Quite frankly, there is very little for a constituent to learn from the investing habits of their public representatives, except perhaps not to put all your eggs in either the Irish property or stock exchange baskets.  


However, there are a few who have tried to position themselves with a more balanced and global portfolio: Sean Haughey, the Dublin North Central TD holds global oil and gas shares, European share funds, emerging markets funds (like Asia and China) and investment trusts, big pharmaceutical companies (as well as a tobacco company) and perhaps unfortunately, a number of Irish and foreign bank shares though he starting disposing of a number of his shares in February ’08.

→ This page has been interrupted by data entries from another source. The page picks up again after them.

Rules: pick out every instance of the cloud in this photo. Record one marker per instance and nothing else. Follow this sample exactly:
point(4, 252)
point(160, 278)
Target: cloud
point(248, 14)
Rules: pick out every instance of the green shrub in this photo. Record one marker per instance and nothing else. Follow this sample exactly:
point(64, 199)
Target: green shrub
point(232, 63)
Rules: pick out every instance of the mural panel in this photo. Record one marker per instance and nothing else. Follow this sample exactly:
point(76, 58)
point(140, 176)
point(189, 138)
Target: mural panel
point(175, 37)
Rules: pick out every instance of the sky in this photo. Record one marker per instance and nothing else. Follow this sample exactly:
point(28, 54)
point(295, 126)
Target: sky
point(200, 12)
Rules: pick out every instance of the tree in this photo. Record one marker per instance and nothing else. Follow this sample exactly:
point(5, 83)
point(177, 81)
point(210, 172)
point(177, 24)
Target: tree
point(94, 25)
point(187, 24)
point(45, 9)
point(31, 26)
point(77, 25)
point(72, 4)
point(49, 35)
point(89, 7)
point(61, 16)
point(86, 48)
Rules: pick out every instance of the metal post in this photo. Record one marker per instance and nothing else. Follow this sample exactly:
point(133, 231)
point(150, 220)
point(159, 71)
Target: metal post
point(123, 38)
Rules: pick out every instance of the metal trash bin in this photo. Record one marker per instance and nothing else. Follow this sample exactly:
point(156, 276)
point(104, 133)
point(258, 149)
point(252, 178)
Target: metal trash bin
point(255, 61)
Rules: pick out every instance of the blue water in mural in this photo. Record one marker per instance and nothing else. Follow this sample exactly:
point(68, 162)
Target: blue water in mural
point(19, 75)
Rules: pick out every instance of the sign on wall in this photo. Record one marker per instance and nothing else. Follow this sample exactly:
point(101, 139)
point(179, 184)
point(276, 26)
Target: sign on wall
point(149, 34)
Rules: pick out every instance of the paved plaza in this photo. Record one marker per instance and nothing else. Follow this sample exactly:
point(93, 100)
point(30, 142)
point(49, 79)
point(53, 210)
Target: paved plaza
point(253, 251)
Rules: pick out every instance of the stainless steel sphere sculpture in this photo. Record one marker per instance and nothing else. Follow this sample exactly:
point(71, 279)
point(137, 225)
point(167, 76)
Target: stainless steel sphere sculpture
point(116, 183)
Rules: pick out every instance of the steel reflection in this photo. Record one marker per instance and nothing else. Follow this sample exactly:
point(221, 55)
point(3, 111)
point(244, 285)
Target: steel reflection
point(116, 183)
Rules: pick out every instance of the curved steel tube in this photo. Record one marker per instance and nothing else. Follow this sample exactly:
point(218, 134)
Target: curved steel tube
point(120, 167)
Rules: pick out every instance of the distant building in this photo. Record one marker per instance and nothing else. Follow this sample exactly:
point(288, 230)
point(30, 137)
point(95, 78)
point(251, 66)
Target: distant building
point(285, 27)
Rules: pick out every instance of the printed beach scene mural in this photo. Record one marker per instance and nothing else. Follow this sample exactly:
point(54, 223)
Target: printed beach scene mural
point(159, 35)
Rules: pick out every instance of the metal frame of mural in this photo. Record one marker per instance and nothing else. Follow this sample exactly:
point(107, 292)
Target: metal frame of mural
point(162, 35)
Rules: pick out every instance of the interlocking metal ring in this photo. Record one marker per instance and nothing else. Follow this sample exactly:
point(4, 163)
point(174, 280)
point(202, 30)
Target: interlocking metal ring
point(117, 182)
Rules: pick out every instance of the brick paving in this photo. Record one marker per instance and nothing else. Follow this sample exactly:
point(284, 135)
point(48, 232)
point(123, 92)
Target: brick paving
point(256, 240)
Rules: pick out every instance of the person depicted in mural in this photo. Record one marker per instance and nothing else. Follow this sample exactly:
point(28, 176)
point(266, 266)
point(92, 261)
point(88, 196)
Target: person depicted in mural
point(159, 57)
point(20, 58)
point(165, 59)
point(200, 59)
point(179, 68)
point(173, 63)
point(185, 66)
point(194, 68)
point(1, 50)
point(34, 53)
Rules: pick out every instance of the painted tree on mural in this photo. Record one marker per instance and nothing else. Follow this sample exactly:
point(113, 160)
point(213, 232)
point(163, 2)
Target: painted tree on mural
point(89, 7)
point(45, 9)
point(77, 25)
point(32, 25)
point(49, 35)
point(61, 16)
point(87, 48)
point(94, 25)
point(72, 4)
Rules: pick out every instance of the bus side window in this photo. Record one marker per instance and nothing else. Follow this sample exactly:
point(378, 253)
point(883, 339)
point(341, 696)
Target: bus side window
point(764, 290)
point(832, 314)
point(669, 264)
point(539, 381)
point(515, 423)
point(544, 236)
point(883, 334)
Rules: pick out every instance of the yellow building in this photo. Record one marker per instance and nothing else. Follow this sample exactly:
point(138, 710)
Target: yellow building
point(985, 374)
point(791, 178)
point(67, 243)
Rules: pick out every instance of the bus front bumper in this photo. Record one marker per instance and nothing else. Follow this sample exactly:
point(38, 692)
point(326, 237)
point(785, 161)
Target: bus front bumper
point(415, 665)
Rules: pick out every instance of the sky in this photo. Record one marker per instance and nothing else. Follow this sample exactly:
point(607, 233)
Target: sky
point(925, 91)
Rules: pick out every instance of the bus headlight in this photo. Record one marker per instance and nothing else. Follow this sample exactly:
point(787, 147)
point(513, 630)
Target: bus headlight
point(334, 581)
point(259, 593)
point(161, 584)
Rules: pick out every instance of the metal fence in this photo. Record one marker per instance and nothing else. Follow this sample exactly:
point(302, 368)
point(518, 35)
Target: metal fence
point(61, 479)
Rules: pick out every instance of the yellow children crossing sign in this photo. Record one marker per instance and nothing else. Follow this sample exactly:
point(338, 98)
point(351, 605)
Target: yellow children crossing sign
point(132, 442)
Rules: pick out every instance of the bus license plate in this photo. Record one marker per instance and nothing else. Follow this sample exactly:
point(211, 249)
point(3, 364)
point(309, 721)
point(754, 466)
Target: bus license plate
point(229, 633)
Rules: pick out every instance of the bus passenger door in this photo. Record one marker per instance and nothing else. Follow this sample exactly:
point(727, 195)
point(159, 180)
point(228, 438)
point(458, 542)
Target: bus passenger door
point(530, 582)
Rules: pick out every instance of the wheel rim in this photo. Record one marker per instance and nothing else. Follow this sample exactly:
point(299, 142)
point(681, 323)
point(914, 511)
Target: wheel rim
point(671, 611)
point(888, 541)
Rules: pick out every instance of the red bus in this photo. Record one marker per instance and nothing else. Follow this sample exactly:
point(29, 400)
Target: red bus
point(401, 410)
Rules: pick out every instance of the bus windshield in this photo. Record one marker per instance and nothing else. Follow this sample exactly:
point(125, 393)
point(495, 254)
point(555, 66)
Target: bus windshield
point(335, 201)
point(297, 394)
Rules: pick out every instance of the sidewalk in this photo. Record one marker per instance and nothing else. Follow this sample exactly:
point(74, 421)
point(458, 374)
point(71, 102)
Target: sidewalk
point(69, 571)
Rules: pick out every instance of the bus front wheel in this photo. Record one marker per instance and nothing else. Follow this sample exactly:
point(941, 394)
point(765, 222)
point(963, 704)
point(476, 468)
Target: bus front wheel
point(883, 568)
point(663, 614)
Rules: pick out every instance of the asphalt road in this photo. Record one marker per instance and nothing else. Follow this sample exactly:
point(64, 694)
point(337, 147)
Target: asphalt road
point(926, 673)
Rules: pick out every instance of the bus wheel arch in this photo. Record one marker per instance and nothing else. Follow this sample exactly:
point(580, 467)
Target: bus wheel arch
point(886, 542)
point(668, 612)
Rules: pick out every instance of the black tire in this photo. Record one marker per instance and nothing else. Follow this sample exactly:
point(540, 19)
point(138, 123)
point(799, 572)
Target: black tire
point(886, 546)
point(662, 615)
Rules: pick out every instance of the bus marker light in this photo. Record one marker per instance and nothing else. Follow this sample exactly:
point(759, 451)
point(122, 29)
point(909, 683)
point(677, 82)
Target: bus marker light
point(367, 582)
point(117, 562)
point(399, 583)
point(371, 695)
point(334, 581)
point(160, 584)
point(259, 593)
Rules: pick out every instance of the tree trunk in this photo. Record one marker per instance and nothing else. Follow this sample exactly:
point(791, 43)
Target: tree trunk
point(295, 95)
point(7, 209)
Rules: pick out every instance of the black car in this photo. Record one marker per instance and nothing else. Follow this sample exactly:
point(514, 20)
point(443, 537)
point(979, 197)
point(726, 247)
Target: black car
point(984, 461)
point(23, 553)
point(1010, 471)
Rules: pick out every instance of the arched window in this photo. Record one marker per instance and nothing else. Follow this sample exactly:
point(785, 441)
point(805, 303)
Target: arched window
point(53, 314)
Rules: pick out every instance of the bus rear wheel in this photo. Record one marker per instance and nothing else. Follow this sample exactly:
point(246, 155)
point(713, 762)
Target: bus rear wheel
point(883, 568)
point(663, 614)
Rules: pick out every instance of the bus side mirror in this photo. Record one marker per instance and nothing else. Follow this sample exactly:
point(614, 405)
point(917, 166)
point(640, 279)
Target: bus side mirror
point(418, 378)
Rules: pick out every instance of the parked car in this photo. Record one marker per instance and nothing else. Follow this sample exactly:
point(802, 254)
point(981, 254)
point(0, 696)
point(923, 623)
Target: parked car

Meanwhile, Michael Noonan, the Limerick TD is clearly a huge fan of low cost ETFs – exchange traded funds – and Dr Rory O’Hanlon of Cavan/Monaghan has one of the most global share portfolios of all – it even includes Chinese real estate interests. 


And should you happen to meet his colleague, Minister Willie O’Dea on a Limerick street, do ask him how his African gold and diamond shares are doing these days:  pretty well, I’d say.